About two minutes later, my wife came into the bathroom not
knowing what was wrong and with a certain amount of worry in her voice. I
explained to her (still laughing and having trouble getting out words) that I
had a slight accident and needed her help. Knowing that I had experienced some
close calls in the past, she probably assumed that I had laid down a small turd
or something and just needed to bring the car around so we could bolt
immediately. Until I asked her, I'm sure she had no idea that she was about to
go across the street and purchase me new underwear, new socks, new pants, a new
shirt, and (by that time due to considerable leakage around the elastic ankles
thingies) new sneakers.
And she then started to laugh herself since I was still
laughing. She began to ask for an explanation as to what had happened when I
promised her that I would tell her later, but that I just needed to handle
damage control for the time being. She left. The manager then came back in with
a half-dozen wet towels and a few dry ones. I asked him to also bring a mop and
bucket upon which he assured me that they would clean up anything that needed to
be cleaned. Without giving him specific details, I explained that what was going
on in that stall that night was far in excess of what I would expect anyone to
deal with, what with most of the folks working at Ryan's making minimum wage or
just slightly above. At that moment, I think it dawned on him exactly the
gravity of the situation. Then that manager went so far above the call of duty
that I will be eternally grateful for his actions. He hooked up a hose.
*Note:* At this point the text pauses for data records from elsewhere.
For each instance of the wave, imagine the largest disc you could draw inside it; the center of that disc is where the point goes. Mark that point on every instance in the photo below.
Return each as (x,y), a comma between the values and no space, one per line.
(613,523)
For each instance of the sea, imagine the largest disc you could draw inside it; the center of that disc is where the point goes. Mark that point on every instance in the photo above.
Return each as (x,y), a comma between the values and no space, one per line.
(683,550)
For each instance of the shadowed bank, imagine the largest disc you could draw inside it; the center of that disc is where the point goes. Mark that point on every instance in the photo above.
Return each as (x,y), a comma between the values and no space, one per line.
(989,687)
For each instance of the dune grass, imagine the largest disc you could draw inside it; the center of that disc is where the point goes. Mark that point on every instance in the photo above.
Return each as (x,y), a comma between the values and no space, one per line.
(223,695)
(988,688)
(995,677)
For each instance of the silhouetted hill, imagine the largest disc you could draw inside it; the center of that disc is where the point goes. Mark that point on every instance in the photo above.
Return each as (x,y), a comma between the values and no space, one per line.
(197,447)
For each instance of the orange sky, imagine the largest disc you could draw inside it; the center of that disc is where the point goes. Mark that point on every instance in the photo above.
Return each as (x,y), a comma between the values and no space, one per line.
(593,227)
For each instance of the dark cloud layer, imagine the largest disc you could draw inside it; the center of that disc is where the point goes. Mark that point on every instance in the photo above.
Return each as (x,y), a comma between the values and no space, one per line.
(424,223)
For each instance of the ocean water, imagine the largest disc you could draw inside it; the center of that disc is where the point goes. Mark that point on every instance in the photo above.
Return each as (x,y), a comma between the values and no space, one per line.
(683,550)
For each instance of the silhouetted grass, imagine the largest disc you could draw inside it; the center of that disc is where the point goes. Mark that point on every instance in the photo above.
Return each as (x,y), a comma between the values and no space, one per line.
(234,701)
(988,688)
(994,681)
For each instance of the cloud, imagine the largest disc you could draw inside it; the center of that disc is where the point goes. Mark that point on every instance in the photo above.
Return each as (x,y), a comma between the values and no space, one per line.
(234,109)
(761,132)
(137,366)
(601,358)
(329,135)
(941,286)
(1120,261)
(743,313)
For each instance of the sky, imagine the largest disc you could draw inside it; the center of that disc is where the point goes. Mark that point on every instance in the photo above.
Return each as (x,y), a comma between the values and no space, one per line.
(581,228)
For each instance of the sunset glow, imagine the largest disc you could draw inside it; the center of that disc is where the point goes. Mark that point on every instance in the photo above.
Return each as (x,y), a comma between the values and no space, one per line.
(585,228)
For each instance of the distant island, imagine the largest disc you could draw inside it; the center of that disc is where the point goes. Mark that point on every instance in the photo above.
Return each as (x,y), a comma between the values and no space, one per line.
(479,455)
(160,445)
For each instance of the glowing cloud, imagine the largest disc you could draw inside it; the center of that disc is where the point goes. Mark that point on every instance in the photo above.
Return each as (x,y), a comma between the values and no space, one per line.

Fortunately, commercial bathrooms are constructed with tile
walls and tile floors and have a drain in the middle of the room in order to
make clean up easy. Fortunately, I was in a commercial bathroom. He hooked up
the hose to the spigot located under the sink as I began cleaning myself up with
the wet towels. Just as I was finishing, my wife got back with the new clothes
and passed them into the stall, whereupon I stuffed the previously worn clothing
into the plastic bag that came from the store, handing the bag to my wife. I
finished cleaning myself off and carefully put on my new clothes, still stuck in
the stall since I figured that it would be in bad taste to go out of the stall
to get redressed in the event I happened to be standing there naked and some
little bastard kid walked in.
At that point, I had only made a mess; I had not yet committed
a felony and intended to keep it that way. When I finished getting dressed, I
picked up the hose and cleaned up the entire stall, washing down the remains
toward the drain in the centre of the room. I put down the hose and walked out
of the bathroom.
I had intended to go to the manager and thank him for all he
had done, but when I walked out, three of the management staff were there to
greet me with a standing ovation. I started laughing so hard that I thought I
was going to throw up again, but managed to scurry out to the car where my wife
was now waiting to pick me up by the front door.
The upshot of all this is that I strongly recommend eating
dinner at Ryan's Steak House. They have, by far, the nicest management staff of
any restaurant in which I have eaten.